- "I lost my mother when I was three. A year after my father abandoned me
and left me alone"; this is the moving story of Shama, a Christian girl of 22,
saved by the work of Chanan Development Association (CDA), an association
founded in 2004 by collaboration between Muslims and Christians to help dozens
of orphans to restore meaning to their lives through theater ,
but mainly through the sharing of life experiences. After
the tragic loss of her parents, Shama was raised by her older brothers and
life changed several years ago when she met with CDA operators who invited her
to play with other young people in the company. The
girl had been forced to interrupt her studies because of the economic circumstances
of her family. However, she is
I am an actress and this helps me - she says - but in future I would like to
become a professional beautician."
The Chanan Development Association is a 'secular non-profit association founded in 2004 by Muhammad Shahzad, a young Muslim who chose to dedicate his life to more underprivileged children. Like many millions of young Pakistanis Muhammad clashed head on at just 12 years of age with the harsh reality of Pakistan's Islamic traditions. In his early teens he held a hunger strike against the forced marriage of the sister of 15 years with a man of 50. That gesture struck his family and later the whole community of his village, including the absurdity of the gesture, pushing his father to renounce marriage losing, for the sake of his children, even the potential economic gains. After this experience, at the age of 20, Muhammad decided to create an association able to tell through eyewitness accounts the harsh reality of many families and young Pakistanis.

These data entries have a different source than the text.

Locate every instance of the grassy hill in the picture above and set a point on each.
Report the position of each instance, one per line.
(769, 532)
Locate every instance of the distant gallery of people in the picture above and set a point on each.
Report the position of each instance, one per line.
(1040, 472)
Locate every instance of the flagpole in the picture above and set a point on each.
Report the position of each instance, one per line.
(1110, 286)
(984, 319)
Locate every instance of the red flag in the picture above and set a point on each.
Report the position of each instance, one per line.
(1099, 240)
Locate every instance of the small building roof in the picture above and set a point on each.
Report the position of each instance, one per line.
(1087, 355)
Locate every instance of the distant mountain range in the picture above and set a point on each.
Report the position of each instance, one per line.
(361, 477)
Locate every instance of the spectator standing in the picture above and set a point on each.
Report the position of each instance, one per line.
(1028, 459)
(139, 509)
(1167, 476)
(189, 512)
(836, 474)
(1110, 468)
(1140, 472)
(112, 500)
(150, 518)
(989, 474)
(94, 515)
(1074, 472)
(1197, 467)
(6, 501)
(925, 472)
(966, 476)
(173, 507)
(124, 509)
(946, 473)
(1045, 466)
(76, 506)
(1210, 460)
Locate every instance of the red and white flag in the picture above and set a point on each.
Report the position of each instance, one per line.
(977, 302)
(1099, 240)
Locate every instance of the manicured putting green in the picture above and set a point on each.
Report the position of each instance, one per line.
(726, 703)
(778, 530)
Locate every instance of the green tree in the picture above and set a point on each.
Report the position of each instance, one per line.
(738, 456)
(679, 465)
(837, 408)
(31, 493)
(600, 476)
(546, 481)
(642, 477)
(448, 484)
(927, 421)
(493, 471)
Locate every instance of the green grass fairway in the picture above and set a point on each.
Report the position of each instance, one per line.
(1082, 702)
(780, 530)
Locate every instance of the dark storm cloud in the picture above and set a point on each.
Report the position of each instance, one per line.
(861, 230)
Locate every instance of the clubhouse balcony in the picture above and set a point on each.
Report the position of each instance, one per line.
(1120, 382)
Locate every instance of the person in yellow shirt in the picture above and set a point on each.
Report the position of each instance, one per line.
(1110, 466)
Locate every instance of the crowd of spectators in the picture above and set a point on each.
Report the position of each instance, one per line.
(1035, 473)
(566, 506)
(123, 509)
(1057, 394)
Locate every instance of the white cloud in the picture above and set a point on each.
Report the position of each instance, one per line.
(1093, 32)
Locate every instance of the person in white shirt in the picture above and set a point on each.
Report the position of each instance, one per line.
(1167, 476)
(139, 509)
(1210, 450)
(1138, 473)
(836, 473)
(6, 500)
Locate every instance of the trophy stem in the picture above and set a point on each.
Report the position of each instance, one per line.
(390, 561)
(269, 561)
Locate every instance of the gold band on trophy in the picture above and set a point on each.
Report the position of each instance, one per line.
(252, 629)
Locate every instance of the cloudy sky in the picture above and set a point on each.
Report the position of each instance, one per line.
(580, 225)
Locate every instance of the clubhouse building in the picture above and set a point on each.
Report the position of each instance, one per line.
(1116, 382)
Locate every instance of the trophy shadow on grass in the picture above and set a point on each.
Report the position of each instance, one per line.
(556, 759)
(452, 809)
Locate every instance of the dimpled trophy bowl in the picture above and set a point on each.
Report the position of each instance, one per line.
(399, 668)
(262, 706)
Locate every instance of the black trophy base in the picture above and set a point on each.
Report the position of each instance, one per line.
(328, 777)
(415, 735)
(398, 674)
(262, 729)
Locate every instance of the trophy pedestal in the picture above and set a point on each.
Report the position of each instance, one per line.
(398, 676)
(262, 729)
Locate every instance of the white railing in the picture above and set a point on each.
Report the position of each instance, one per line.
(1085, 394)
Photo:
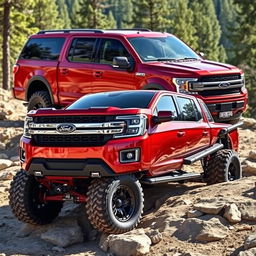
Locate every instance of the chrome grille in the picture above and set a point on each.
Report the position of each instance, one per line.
(217, 85)
(86, 130)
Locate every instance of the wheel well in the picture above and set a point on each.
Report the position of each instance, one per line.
(36, 86)
(226, 142)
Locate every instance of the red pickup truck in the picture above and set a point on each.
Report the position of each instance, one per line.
(57, 67)
(102, 147)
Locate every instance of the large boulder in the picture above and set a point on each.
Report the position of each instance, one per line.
(132, 243)
(205, 230)
(247, 209)
(232, 214)
(210, 206)
(250, 241)
(64, 234)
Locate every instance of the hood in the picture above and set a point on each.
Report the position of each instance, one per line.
(91, 111)
(198, 67)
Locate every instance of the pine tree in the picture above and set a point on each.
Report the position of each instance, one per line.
(16, 20)
(244, 35)
(208, 29)
(45, 13)
(122, 12)
(182, 22)
(73, 10)
(90, 15)
(151, 14)
(226, 14)
(63, 15)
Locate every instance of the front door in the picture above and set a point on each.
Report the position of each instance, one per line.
(196, 129)
(168, 139)
(105, 76)
(75, 70)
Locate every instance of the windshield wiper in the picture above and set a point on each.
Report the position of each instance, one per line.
(165, 59)
(187, 58)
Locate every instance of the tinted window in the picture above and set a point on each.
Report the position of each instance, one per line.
(188, 109)
(82, 50)
(42, 49)
(166, 103)
(111, 48)
(161, 48)
(114, 99)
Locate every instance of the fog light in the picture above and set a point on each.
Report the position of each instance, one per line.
(130, 155)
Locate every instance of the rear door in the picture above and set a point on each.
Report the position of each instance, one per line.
(168, 139)
(197, 131)
(105, 76)
(75, 72)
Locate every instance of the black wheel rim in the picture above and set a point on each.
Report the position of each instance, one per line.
(38, 105)
(123, 203)
(232, 172)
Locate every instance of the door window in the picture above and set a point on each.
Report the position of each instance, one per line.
(82, 50)
(42, 49)
(188, 109)
(166, 103)
(111, 48)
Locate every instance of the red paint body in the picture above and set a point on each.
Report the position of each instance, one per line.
(67, 81)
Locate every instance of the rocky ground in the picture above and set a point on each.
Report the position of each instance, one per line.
(179, 220)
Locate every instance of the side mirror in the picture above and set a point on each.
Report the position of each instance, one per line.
(121, 62)
(162, 116)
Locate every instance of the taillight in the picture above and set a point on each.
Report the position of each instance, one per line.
(15, 68)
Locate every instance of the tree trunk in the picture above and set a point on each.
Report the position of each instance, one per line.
(5, 46)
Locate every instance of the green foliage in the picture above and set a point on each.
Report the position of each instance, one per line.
(226, 12)
(63, 14)
(208, 29)
(45, 13)
(151, 14)
(90, 15)
(122, 12)
(181, 17)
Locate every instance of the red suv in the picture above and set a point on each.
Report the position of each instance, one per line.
(57, 67)
(101, 148)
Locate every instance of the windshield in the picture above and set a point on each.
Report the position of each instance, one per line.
(134, 99)
(162, 48)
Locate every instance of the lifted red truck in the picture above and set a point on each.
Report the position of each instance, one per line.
(56, 68)
(102, 147)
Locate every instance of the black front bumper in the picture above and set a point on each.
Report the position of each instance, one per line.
(226, 106)
(69, 167)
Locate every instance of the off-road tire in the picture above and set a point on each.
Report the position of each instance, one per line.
(100, 204)
(40, 99)
(222, 167)
(24, 201)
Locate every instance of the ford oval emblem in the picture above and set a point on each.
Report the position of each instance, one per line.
(65, 128)
(224, 84)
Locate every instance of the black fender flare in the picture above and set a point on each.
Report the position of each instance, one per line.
(44, 81)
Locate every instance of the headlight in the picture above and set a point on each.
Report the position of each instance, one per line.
(182, 84)
(243, 81)
(135, 126)
(26, 130)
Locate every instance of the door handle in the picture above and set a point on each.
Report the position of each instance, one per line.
(181, 133)
(98, 73)
(64, 71)
(205, 133)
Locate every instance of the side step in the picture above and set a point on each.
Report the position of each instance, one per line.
(203, 153)
(172, 177)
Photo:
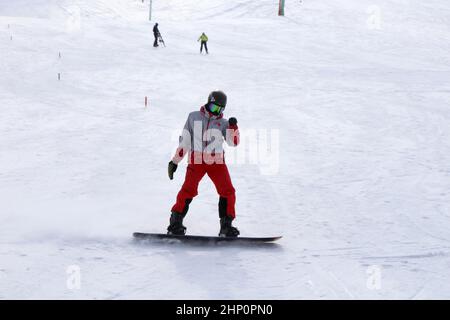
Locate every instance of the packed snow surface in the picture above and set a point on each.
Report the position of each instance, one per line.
(351, 96)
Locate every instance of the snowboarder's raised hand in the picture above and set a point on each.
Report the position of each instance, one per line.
(171, 169)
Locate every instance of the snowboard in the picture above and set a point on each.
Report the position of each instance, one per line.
(202, 239)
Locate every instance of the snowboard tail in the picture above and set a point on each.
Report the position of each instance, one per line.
(195, 238)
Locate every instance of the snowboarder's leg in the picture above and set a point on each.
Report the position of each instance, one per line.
(221, 178)
(194, 173)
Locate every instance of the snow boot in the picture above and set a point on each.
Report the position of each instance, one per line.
(226, 229)
(176, 224)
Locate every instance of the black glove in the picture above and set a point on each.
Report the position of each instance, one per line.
(171, 169)
(232, 121)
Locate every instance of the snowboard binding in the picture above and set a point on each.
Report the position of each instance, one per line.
(176, 224)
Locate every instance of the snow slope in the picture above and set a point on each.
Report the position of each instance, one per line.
(358, 186)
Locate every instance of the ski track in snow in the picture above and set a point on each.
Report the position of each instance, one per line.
(363, 180)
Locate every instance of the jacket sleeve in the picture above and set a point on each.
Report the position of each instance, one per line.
(231, 135)
(184, 145)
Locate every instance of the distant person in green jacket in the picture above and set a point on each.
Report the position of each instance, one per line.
(204, 40)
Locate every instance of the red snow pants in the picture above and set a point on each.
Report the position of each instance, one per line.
(218, 173)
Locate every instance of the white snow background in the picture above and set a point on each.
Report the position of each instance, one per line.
(358, 90)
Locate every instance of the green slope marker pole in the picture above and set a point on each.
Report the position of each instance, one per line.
(281, 8)
(150, 11)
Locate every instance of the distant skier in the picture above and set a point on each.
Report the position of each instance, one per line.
(203, 137)
(156, 34)
(204, 39)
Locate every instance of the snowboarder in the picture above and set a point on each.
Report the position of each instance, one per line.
(156, 34)
(204, 39)
(203, 127)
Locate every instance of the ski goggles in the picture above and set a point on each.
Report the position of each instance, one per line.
(215, 108)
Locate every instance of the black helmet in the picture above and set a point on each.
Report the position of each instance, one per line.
(218, 97)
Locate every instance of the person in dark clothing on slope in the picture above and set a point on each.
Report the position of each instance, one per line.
(156, 34)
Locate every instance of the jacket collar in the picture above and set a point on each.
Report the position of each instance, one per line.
(209, 115)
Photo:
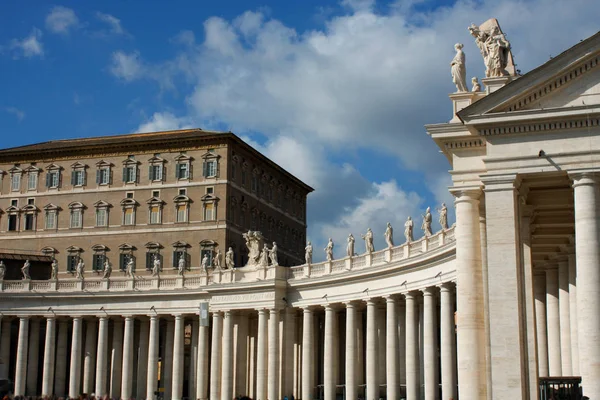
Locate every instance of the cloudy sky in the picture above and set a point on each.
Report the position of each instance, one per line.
(337, 92)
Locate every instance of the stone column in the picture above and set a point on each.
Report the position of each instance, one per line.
(351, 347)
(372, 350)
(553, 321)
(215, 357)
(564, 317)
(152, 379)
(75, 370)
(587, 251)
(33, 357)
(391, 346)
(116, 359)
(49, 357)
(227, 368)
(89, 358)
(101, 360)
(412, 348)
(573, 314)
(448, 357)
(470, 301)
(307, 354)
(177, 389)
(60, 374)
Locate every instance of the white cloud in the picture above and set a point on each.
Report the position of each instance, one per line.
(61, 20)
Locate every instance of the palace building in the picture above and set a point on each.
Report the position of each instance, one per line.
(493, 307)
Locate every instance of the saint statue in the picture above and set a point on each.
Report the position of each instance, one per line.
(458, 69)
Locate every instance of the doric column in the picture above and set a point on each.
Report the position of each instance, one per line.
(32, 357)
(101, 354)
(89, 357)
(60, 374)
(75, 370)
(587, 251)
(307, 354)
(227, 367)
(412, 347)
(177, 389)
(553, 321)
(564, 315)
(470, 301)
(215, 356)
(351, 384)
(21, 366)
(49, 357)
(372, 350)
(153, 336)
(448, 357)
(573, 314)
(391, 346)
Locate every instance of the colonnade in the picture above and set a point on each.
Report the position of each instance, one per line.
(393, 346)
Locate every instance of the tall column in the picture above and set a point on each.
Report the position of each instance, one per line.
(430, 344)
(307, 354)
(552, 318)
(372, 350)
(351, 384)
(470, 302)
(21, 366)
(89, 358)
(227, 368)
(448, 357)
(177, 389)
(564, 317)
(573, 314)
(215, 357)
(391, 345)
(49, 357)
(60, 375)
(116, 359)
(75, 370)
(101, 354)
(412, 354)
(202, 370)
(33, 357)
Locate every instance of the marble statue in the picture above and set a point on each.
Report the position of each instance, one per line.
(350, 246)
(389, 235)
(476, 86)
(273, 255)
(408, 228)
(79, 269)
(229, 257)
(443, 219)
(458, 69)
(54, 269)
(426, 225)
(368, 238)
(107, 270)
(329, 250)
(308, 253)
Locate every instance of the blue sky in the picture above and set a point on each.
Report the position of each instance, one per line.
(337, 92)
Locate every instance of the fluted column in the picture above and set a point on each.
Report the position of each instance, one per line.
(151, 380)
(101, 354)
(89, 358)
(75, 370)
(553, 321)
(372, 350)
(215, 357)
(412, 347)
(177, 389)
(227, 368)
(307, 354)
(49, 357)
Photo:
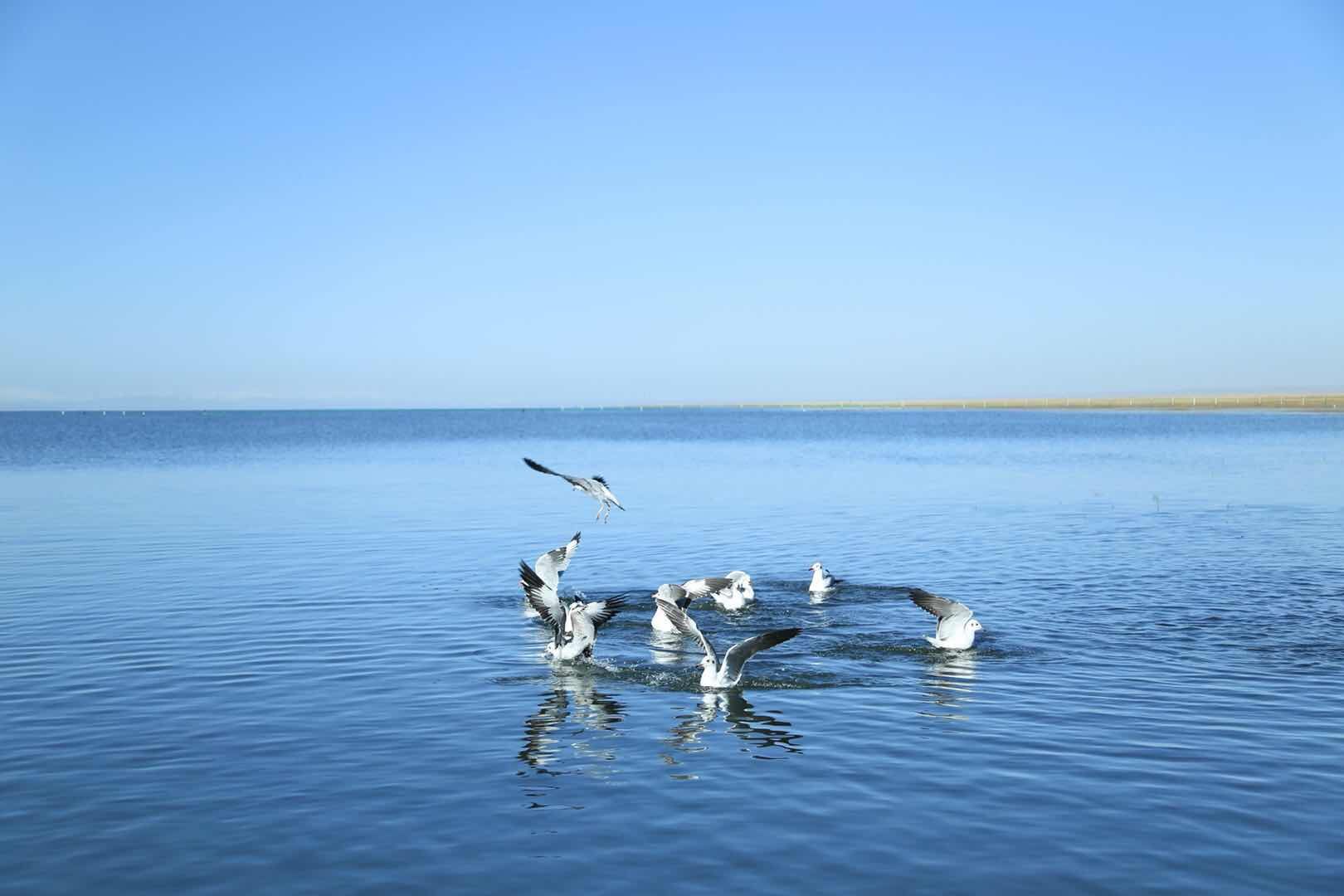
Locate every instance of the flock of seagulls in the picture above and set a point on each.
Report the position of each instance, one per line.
(574, 624)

Together with some friends founded the Board of Directors, helping thousands of orphans through theater and young people in difficulty, giving them the opportunity to tell their own story, but also to exploit and utilize their knowledge, skills and expertise to improve their status in society. To achieve its objectives CDA has initiated four programs named "Happy", a program for active youth participation in socially disadvantaged contexts, "Welcome", which aims to empower young women by giving them education and instruction; "Help" an initiative to offer support to single mothers and street children.